Le 28/04/2020, la division d’opposition rend la présente
DÉCISION:
1. L’opposition n° B 3 086 094 est rejetée dans son intégralité.
2. L’opposante supporte les frais, fixés à 300 EUR.
MOTIFS:
L’opposante a formé une opposition à l’encontre de tous les services visés par la demande de marque de l’Union européenne n° 18 025 637 pour la
marque figurative . L’opposition est fondée sur l’enregistrement de l’Union européenne n° 9 256 256 pour la marque
figurative . L’opposante a invoqué l’article 8, paragraphe 1, point b) du RMUE.
RISQUE DE CONFUSION – ARTICLE 8, PARAGRAPHE 1, POINT b), DU RMUE
On entend par risque de confusion le risque que le public puisse croire que les produits ou les services en cause, à condition de porter les marques en cause, proviennent de la même entreprise ou, le cas échéant, d’entreprises liées économiquement. L’existence d’un risque de confusion doit être appréciée globalement en tenant compte de plusieurs facteurs interdépendants. Ces facteurs incluent la similitude des signes, la similitude des produits et services, le caractère distinctif de la marque antérieure, les éléments distinctifs et dominants des signes en litige et le public pertinent.

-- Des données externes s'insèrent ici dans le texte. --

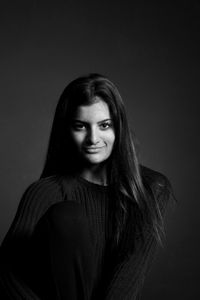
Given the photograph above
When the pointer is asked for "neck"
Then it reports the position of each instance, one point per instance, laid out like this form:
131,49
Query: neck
96,174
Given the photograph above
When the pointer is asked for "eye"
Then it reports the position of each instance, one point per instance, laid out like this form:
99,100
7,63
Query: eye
78,126
105,125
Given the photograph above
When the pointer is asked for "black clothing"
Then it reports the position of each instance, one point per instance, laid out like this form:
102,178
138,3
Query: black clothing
58,246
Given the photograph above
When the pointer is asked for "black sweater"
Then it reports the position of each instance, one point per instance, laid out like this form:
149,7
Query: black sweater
127,276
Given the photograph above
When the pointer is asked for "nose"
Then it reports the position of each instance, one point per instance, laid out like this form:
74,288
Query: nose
93,137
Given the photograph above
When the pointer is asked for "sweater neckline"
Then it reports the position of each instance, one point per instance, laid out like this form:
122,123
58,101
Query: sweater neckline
92,184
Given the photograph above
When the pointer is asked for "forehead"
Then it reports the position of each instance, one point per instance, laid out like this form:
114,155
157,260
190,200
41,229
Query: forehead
94,112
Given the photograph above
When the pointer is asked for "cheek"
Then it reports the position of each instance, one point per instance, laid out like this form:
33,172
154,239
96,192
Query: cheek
77,138
111,139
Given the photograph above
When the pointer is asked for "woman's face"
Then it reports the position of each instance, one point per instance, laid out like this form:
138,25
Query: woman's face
92,132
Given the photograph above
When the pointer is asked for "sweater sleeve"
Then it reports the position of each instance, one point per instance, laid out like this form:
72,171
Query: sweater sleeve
129,275
15,247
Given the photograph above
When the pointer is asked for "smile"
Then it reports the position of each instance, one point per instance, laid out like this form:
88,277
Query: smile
92,149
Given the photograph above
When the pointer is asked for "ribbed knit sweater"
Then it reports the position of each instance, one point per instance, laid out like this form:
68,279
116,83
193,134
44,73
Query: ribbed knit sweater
127,276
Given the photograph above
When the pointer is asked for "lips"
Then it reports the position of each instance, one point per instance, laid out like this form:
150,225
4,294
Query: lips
92,149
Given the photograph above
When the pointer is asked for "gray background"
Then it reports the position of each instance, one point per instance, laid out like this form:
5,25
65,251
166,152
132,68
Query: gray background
151,52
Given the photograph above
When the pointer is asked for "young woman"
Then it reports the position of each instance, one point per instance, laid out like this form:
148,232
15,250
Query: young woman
88,228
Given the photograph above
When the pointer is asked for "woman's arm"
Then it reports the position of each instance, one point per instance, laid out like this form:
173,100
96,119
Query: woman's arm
15,249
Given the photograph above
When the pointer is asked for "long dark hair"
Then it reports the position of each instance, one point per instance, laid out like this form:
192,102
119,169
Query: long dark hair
124,170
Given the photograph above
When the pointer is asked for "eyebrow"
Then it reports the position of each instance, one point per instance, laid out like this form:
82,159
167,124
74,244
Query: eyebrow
83,122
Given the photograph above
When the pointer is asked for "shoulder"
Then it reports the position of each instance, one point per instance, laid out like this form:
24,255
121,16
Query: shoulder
41,194
154,178
157,184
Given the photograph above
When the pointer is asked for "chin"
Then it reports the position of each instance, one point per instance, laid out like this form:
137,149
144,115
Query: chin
95,160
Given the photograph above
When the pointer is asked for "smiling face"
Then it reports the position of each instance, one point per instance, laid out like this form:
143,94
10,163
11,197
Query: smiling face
92,132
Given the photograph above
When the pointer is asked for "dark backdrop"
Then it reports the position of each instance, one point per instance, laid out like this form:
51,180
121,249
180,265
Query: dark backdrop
151,52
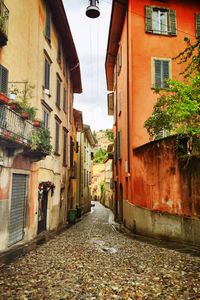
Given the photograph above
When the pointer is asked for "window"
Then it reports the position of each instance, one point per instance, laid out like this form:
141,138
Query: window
110,100
3,80
160,20
48,24
198,25
47,75
161,70
118,145
119,107
57,132
65,100
64,147
71,152
59,52
58,92
46,118
119,60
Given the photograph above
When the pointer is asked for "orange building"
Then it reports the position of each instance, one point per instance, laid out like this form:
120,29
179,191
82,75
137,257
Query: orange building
144,37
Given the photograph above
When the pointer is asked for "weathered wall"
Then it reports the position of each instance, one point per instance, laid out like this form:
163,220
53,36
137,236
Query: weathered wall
166,193
164,182
161,225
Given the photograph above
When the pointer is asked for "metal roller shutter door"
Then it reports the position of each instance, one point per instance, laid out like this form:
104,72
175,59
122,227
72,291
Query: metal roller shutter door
16,224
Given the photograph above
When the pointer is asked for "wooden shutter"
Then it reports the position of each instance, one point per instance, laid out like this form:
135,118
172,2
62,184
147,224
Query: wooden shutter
119,60
58,93
57,138
157,73
165,72
64,147
148,18
172,22
198,25
65,100
3,79
46,74
119,106
48,24
110,99
118,145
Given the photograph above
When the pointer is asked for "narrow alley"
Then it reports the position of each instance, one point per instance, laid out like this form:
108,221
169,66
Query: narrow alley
93,260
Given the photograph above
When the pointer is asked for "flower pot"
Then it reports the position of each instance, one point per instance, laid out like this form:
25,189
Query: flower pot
24,115
72,216
4,99
36,123
78,212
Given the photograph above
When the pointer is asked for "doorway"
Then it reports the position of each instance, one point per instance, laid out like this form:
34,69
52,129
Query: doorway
121,202
42,211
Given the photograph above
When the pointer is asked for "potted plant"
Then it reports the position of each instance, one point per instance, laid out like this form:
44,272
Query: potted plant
36,123
15,105
40,140
3,98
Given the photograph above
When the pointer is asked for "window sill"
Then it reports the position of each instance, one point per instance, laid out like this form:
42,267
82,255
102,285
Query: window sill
48,40
56,153
162,34
58,107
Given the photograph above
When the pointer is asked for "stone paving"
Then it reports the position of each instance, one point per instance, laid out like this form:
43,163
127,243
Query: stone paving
92,260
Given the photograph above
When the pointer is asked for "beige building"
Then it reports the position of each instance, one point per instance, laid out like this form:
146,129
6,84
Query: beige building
37,56
86,143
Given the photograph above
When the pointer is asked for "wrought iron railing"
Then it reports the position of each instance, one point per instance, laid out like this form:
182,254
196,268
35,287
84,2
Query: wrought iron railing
4,15
12,125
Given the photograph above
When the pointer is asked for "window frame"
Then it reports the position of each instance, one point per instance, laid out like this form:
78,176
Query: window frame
48,22
58,91
65,146
57,135
171,20
47,72
162,59
65,99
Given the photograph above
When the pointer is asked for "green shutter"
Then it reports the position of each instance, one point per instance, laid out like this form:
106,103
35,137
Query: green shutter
118,145
172,22
3,79
198,25
157,73
165,72
148,17
48,24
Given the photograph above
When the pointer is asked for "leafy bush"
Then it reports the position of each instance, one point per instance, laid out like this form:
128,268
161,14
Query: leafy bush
40,140
100,155
177,110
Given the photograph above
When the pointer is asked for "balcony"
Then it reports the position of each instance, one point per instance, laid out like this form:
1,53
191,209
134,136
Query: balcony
4,16
16,132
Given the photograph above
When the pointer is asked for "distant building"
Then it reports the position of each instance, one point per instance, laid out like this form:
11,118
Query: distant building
37,55
86,143
153,195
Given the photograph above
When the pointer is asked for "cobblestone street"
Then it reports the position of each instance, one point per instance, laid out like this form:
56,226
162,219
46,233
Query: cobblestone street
92,260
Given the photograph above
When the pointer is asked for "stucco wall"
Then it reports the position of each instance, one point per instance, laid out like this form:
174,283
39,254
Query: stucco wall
164,182
161,225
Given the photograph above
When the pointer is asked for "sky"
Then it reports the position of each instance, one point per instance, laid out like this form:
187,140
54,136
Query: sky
90,37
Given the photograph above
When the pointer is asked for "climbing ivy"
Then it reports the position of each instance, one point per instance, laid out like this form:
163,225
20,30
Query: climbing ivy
177,110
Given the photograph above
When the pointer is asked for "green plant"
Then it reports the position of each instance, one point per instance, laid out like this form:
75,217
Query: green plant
110,135
23,97
41,140
177,110
100,155
3,23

Décision sur l’opposition n° B 3 086 094 page: 2 de 8
a) Les services
Les services sur lesquels est fondée l’opposition sont:
Classe 35 : Etudes et services apportés aux banques, aux assurances, aux organismes collecteurs ou gestionnaires de biens mobiliers ou immobiliers, administrations, collectivités et autres fabricants et prestataires de services divers, à savoir traitement de documents et de l’information, traitement de l’image électronique, travail à façon de traitement de documents.
Classe 38 : Télécommunications, services de transmission sécurisée de données, communication par terminaux d’ordinateurs, communications téléphoniques; transmission d’informations par voie télématique, transmission d’informations par téléscripteurs, par satellites, transmission de messages, d’images codées et de sons; services de transmission de données en particulier de transmission par paquet d’informations et d’images, services de transmission de données multimédia; messageries et courriers électroniques et informatiques, services de transfert d’appels téléphoniques ou de télécommunications; services de réponse sur un service électronique interactif en ligne sur un réseau de télécommunications; transmission d’informations contenues dans des banques de données et banques d’images, services de diffusion d’informations par voie électronique, notamment pour les réseaux de communication mondiale (de type Internet) ou à accès privé ou réservé; raccordement par télécommunications à un réseau informatique mondial; service de connexion à l’Internet ou à des réseaux locaux, services d’accès au réseau interne ou à des réseaux locaux.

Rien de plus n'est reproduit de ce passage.